Infrastructure: How Germany wants to protect itself from saboteurs – politics

It is part of the job description of an intelligence officer to assess dangers as realistically as possible. Sinan Selen, Vice-President of the Federal Office for the Protection of the Constitution (BfV), says: “Intelligence officials don’t tend towards superlatives.” Only his postscript can give cause for concern: “But in view of the current security situation…” The world, he says, is in turmoil: Russia’s war of aggression against Ukraine, China’s threatening gestures against Taiwan, the unconditional striving for world power by the regime in Beijing. All of this also has consequences for Germany, inevitably, in a thoroughly globalized world.
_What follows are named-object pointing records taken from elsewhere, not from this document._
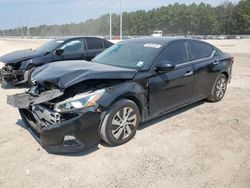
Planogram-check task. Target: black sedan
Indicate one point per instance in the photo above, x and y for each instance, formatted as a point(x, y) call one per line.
point(19, 65)
point(75, 105)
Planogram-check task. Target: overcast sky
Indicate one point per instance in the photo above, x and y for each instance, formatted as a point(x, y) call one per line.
point(14, 13)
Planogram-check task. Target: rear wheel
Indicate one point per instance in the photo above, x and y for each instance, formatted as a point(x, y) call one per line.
point(120, 123)
point(219, 89)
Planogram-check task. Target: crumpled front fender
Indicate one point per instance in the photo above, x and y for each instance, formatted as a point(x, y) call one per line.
point(24, 100)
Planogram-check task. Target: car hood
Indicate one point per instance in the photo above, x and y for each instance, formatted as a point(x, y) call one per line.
point(67, 73)
point(20, 55)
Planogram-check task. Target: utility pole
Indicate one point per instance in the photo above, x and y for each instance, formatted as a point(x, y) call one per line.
point(21, 23)
point(28, 32)
point(121, 20)
point(110, 22)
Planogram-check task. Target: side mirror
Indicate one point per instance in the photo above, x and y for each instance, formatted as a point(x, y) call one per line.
point(164, 66)
point(59, 51)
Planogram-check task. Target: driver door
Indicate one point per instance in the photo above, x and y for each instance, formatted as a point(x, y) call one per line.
point(172, 89)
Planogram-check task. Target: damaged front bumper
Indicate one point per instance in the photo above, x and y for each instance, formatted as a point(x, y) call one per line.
point(58, 132)
point(9, 76)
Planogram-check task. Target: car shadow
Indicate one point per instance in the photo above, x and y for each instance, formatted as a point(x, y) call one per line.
point(23, 86)
point(141, 127)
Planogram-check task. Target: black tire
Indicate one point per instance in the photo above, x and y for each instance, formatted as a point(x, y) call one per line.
point(31, 70)
point(120, 122)
point(219, 89)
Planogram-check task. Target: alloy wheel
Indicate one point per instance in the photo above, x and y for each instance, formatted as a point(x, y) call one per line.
point(123, 123)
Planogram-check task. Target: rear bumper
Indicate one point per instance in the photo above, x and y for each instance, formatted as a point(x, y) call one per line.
point(82, 129)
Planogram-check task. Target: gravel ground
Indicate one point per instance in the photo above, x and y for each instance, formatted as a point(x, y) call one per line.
point(202, 145)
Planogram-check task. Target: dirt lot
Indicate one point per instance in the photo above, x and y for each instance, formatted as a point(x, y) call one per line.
point(202, 145)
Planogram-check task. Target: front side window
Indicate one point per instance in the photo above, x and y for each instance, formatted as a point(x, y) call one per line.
point(73, 46)
point(49, 46)
point(199, 50)
point(175, 53)
point(128, 55)
point(94, 43)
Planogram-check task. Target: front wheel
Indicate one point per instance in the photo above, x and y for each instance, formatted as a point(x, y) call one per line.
point(219, 89)
point(120, 123)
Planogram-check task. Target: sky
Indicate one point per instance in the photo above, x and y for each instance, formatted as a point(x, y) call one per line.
point(16, 13)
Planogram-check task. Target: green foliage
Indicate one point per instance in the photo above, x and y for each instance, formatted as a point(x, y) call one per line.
point(199, 19)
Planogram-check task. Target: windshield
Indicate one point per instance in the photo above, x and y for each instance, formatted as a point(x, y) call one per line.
point(128, 55)
point(49, 46)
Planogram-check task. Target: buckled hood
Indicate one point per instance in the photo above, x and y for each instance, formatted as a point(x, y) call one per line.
point(67, 73)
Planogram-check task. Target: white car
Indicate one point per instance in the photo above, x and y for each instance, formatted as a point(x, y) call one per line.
point(157, 33)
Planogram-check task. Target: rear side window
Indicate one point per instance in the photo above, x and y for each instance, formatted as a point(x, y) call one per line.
point(199, 50)
point(175, 53)
point(94, 43)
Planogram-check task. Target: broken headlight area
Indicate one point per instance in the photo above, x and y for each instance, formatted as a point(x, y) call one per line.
point(11, 73)
point(45, 118)
point(79, 102)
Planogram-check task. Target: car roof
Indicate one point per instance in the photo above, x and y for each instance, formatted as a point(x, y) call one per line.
point(76, 37)
point(156, 40)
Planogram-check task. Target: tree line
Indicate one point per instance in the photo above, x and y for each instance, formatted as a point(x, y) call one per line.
point(194, 19)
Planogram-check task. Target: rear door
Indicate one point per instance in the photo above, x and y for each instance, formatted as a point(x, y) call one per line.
point(94, 47)
point(203, 57)
point(173, 89)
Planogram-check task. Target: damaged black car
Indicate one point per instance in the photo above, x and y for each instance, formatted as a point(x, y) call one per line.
point(74, 107)
point(19, 65)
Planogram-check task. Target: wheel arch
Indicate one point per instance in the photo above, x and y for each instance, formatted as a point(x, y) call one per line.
point(226, 74)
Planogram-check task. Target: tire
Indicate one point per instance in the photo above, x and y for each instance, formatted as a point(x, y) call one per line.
point(31, 70)
point(120, 122)
point(219, 89)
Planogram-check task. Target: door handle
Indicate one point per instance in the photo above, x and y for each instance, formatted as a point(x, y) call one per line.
point(189, 73)
point(216, 62)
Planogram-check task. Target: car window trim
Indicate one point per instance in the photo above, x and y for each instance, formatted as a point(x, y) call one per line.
point(197, 60)
point(95, 48)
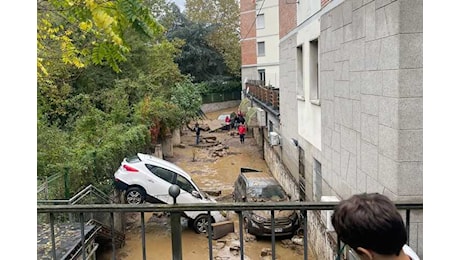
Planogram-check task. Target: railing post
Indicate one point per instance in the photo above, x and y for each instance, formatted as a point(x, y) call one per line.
point(66, 183)
point(176, 228)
“The world in turmoil” is also the title of the security conference that the BfV is holding together with the Alliance for Security in Business (ASW) this Thursday in a glass-roofed conference room at the Brandenburg Gate in Berlin. In addition to monitoring extremists, the BfV is also responsible for economic protection and counter-espionage. It is an exchange between companies and security authorities that seems more urgent than it has been for a long time.

“The threat situation is comprehensive, it is very intense”
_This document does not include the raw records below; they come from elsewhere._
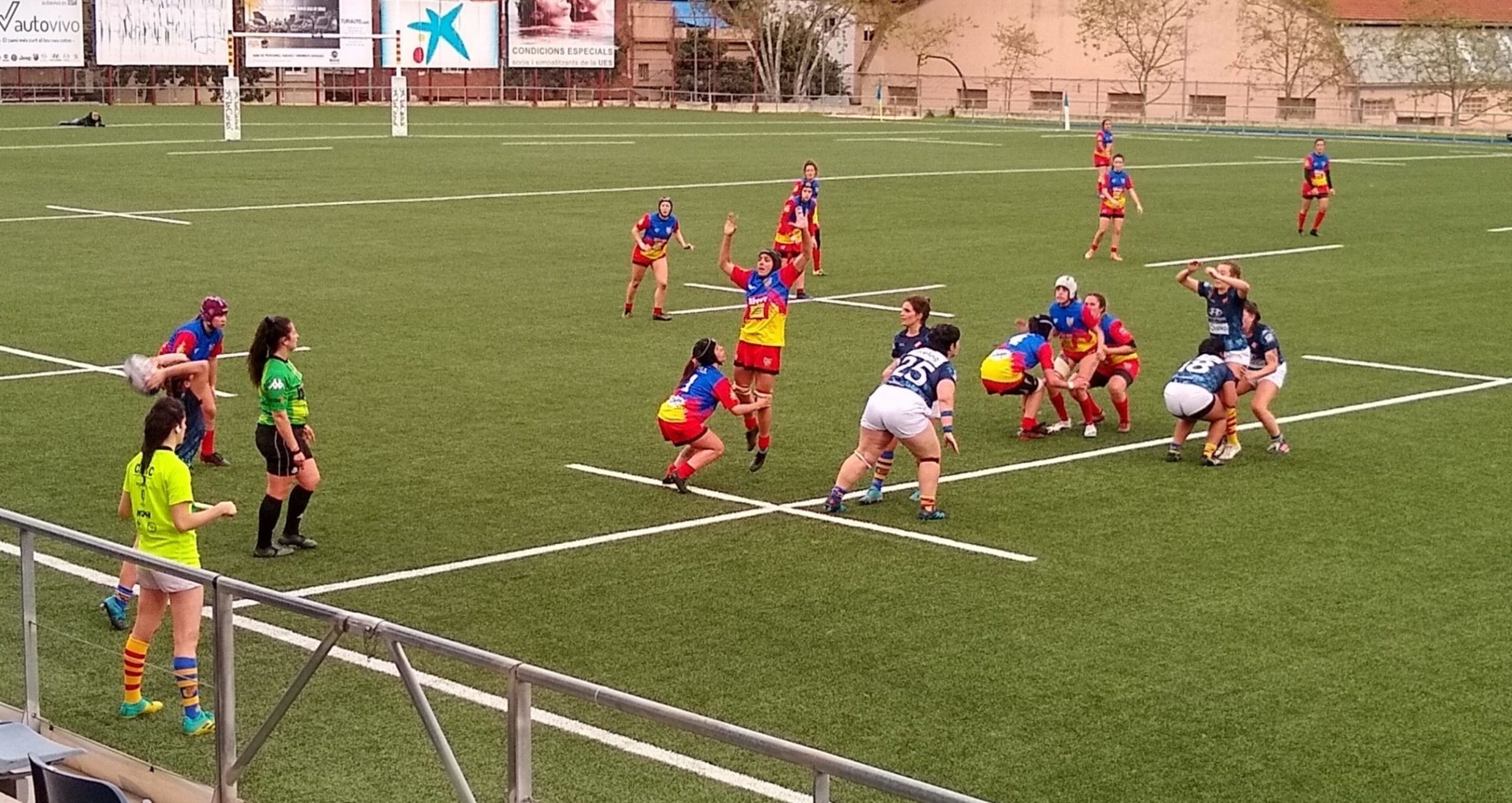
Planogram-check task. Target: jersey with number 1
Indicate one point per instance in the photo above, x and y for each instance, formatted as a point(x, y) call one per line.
point(921, 371)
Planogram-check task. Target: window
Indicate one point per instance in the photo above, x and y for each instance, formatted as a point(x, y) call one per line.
point(1045, 102)
point(1208, 106)
point(1297, 108)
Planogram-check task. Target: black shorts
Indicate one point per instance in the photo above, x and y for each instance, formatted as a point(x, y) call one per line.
point(274, 451)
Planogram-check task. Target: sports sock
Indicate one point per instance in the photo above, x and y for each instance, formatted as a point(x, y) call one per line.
point(267, 519)
point(298, 500)
point(133, 660)
point(883, 469)
point(186, 673)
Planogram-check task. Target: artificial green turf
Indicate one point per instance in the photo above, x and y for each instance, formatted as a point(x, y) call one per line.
point(1328, 625)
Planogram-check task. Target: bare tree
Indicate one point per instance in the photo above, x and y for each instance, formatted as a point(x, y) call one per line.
point(1018, 52)
point(1452, 58)
point(1147, 35)
point(1295, 43)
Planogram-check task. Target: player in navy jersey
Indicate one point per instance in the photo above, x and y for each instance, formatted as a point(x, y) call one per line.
point(1225, 295)
point(1203, 389)
point(1266, 377)
point(915, 316)
point(900, 409)
point(682, 418)
point(651, 237)
point(1318, 182)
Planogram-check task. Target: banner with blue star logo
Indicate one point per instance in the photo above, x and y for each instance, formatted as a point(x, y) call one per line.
point(442, 34)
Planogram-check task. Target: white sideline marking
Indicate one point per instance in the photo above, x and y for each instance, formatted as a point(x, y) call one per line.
point(769, 507)
point(467, 693)
point(1410, 369)
point(1245, 256)
point(248, 150)
point(130, 217)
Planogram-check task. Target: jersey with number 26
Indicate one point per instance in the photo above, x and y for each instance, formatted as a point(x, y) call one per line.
point(921, 371)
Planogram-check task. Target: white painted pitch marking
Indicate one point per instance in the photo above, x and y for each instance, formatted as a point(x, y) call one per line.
point(769, 507)
point(659, 755)
point(127, 215)
point(1245, 256)
point(1410, 369)
point(250, 150)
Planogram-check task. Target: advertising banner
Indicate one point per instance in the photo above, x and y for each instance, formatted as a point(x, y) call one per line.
point(41, 34)
point(162, 32)
point(442, 34)
point(574, 34)
point(268, 19)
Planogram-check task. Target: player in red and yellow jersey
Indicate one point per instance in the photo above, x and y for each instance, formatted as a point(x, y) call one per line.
point(1318, 182)
point(1118, 359)
point(758, 355)
point(1103, 149)
point(790, 238)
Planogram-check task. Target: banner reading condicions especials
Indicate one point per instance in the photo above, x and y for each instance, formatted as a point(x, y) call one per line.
point(442, 34)
point(268, 19)
point(162, 32)
point(561, 34)
point(41, 34)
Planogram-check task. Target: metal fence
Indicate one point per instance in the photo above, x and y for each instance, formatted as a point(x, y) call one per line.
point(522, 678)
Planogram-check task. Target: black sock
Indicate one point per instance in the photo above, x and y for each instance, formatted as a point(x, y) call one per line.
point(298, 500)
point(267, 519)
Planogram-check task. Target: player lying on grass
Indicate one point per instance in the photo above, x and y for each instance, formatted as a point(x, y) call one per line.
point(1203, 389)
point(682, 418)
point(900, 409)
point(1006, 372)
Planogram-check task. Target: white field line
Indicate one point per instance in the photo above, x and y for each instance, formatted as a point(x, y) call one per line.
point(467, 693)
point(130, 217)
point(769, 507)
point(641, 188)
point(1410, 369)
point(250, 150)
point(1252, 254)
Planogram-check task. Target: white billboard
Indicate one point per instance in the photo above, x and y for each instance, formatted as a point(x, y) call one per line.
point(162, 32)
point(442, 34)
point(267, 19)
point(574, 34)
point(41, 34)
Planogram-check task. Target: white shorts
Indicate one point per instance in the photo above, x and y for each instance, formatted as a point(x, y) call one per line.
point(1278, 379)
point(897, 410)
point(159, 581)
point(1187, 402)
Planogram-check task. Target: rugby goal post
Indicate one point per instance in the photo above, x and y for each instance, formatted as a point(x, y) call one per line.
point(232, 90)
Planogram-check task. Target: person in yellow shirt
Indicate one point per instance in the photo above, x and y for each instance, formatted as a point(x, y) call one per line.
point(157, 497)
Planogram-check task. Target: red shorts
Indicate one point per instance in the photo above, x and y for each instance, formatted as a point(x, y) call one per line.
point(682, 434)
point(761, 359)
point(1129, 369)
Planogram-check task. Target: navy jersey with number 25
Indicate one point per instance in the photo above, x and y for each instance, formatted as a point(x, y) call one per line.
point(921, 371)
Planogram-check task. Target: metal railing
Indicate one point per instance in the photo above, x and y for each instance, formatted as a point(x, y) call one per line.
point(522, 678)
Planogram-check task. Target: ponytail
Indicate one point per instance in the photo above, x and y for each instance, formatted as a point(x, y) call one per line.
point(162, 419)
point(270, 333)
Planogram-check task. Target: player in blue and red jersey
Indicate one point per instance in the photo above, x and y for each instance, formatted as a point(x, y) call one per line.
point(811, 174)
point(1103, 149)
point(1006, 371)
point(1318, 182)
point(764, 327)
point(1112, 190)
point(1118, 359)
point(682, 418)
point(790, 241)
point(651, 237)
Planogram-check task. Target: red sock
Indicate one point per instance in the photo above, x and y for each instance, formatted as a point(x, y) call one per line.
point(1060, 407)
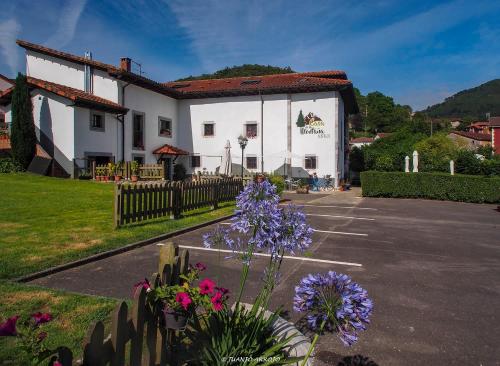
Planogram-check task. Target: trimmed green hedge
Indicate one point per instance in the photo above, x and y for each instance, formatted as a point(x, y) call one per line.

At the end of September 2022, the Nord Stream 1 and 2 pipelines exploded on the bottom of the Baltic Sea. Two weeks later, cables on railway lines were severed, and train traffic in northern Germany came to a standstill for hours. Then there’s Russia’s major invasion on February 24, 2022, in the wake of which it became clear that dependence on Russian gas had colossal downsides. The end of the deliveries led to moderate panic and to the fact that large parts of the population are now familiar with the word “gas shortage”. Some people have also realized that the huge dependence of many key sectors of the German economy on autocratic and, above all, self-interested China can, in the worst case, become catastrophic.

Recent experiences show: Germany’s critical infrastructure, Germany’s economy as a whole is vulnerable. On the podium in Berlin, constitutional protection officer Sinan Selen no longer speaks of the trading partners Russia and China, he speaks of “our opponents”. Primarily (geo-)political, but that cannot be separated from the rest, because these “opponents” waged their fight with all means: “The system competition takes place to a large extent in the areas of economy, science and research”, says Selenium. And turned to the dozens of business representatives present: “You are the object of desire for powerful players.”
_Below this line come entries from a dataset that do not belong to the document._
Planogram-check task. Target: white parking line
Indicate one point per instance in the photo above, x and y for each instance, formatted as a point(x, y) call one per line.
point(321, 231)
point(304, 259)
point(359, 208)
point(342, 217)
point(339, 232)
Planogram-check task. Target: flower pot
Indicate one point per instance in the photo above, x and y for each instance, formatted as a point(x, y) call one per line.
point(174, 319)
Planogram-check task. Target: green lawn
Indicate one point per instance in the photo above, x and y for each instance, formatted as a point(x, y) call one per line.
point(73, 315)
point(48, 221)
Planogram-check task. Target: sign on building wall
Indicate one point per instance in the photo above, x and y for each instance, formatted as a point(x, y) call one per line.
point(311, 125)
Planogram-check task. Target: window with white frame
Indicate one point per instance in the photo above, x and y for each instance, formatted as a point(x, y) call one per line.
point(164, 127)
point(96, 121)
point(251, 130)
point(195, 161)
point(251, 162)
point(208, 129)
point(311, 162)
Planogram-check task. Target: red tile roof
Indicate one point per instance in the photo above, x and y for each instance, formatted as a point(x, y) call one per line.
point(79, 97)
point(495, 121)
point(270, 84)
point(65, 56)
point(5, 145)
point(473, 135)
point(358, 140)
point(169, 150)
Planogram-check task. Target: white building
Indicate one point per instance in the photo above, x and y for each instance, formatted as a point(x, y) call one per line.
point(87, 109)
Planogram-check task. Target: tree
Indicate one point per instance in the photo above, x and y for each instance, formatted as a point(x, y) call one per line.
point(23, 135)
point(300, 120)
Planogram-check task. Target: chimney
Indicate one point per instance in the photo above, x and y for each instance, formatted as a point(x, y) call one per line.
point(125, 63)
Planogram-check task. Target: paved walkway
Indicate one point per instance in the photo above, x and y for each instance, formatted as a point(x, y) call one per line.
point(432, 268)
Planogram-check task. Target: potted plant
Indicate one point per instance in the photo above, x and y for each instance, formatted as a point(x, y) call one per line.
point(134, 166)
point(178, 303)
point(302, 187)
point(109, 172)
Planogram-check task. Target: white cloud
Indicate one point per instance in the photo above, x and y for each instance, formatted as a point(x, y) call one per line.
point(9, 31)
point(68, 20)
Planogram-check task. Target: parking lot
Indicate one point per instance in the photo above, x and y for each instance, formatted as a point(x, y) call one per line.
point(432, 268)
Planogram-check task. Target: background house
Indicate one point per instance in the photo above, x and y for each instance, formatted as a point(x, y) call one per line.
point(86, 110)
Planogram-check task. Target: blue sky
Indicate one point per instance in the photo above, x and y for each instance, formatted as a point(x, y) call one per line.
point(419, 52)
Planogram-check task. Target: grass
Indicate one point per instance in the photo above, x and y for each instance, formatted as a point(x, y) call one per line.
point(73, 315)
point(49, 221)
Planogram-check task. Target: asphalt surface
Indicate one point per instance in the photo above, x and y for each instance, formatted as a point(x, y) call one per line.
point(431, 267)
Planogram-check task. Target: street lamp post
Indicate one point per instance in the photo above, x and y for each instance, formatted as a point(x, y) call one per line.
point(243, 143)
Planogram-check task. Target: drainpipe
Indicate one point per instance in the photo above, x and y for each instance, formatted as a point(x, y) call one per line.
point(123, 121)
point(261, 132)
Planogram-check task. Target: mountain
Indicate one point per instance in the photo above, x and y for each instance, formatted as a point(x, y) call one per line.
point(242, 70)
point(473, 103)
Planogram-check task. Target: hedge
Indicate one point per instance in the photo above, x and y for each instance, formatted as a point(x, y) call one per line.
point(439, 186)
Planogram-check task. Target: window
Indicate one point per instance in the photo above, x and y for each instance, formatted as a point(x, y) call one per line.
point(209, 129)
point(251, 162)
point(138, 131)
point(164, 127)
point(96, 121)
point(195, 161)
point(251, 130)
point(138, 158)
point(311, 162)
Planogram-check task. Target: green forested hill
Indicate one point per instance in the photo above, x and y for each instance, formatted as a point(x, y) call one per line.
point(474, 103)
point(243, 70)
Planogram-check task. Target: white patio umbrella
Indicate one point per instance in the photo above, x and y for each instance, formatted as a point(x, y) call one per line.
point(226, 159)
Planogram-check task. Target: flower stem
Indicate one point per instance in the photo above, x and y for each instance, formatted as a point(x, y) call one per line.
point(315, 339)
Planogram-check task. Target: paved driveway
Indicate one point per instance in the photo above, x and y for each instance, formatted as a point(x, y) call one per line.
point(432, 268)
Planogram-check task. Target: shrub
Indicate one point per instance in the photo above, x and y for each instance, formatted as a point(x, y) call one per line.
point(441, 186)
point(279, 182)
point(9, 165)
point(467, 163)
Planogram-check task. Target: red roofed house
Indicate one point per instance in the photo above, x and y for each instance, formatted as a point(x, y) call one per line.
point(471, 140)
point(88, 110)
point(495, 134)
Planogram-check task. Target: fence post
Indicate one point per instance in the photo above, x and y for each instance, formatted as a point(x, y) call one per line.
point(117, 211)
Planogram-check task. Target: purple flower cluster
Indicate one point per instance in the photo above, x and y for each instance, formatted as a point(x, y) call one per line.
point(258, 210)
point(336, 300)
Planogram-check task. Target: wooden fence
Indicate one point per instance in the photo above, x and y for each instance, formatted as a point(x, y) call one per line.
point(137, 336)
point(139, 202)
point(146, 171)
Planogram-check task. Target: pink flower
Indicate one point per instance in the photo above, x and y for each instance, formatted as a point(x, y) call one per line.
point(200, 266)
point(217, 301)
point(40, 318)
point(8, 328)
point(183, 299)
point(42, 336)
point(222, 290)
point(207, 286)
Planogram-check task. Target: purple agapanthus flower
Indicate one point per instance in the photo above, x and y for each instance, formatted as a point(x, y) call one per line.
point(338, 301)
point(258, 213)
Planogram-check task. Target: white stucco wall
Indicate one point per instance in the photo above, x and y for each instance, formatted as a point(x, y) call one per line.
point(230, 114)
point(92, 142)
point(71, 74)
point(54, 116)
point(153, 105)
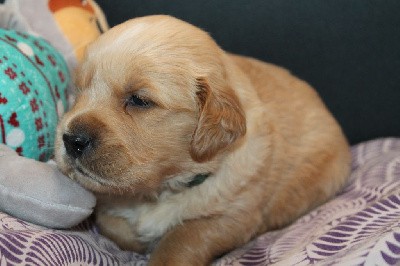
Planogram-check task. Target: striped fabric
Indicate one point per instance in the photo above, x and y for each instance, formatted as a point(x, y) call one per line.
point(361, 226)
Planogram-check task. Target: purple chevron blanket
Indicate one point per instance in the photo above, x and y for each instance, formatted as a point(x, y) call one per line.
point(361, 226)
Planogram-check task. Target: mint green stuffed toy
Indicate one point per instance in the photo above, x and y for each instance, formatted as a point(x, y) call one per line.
point(33, 93)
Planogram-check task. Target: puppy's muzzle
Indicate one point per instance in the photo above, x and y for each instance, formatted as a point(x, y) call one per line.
point(76, 145)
It’s about espionage, hacker attacks, acts of sabotage, the whole range of secret service weapons. Or a possible war that just takes a huge market off the map. What if China attacks Taiwan and sanctions make trade impossible? Volker Wagner also sees these dangers. In his main job at BASF, he is responsible for corporate security, and he is also Chairman of the Board of the Security Association ASW, which includes large companies such as Mercedes-Benz and Lidl, as well as universities. Wagner says: “The threat is comprehensive, it is very intense.”

Even the last politician and the last CEO in Germany have now recognized this. Or? The Office for the Protection of the Constitution, Selen, has his doubts. Straight reported the Reuters news agencythat Deutsche Bahn, after all a quasi-state-owned company, placed an order in December for a major update of the company’s internal IT infrastructure – in which technology from the Chinese company Huawei is to be used. Selen does not want to evaluate the specific case yet, but: “We are talking about a company that cannot escape state influence.” This means that if the technology is suitable for tapping data, the regime in Beijing has access to it if necessary. These consequences are obviously not clear to every decision-maker in Germany. “I don’t have the impression that the crown jewels of our economy are protected well enough,” says Selen.

The federal government is planning an “umbrella law”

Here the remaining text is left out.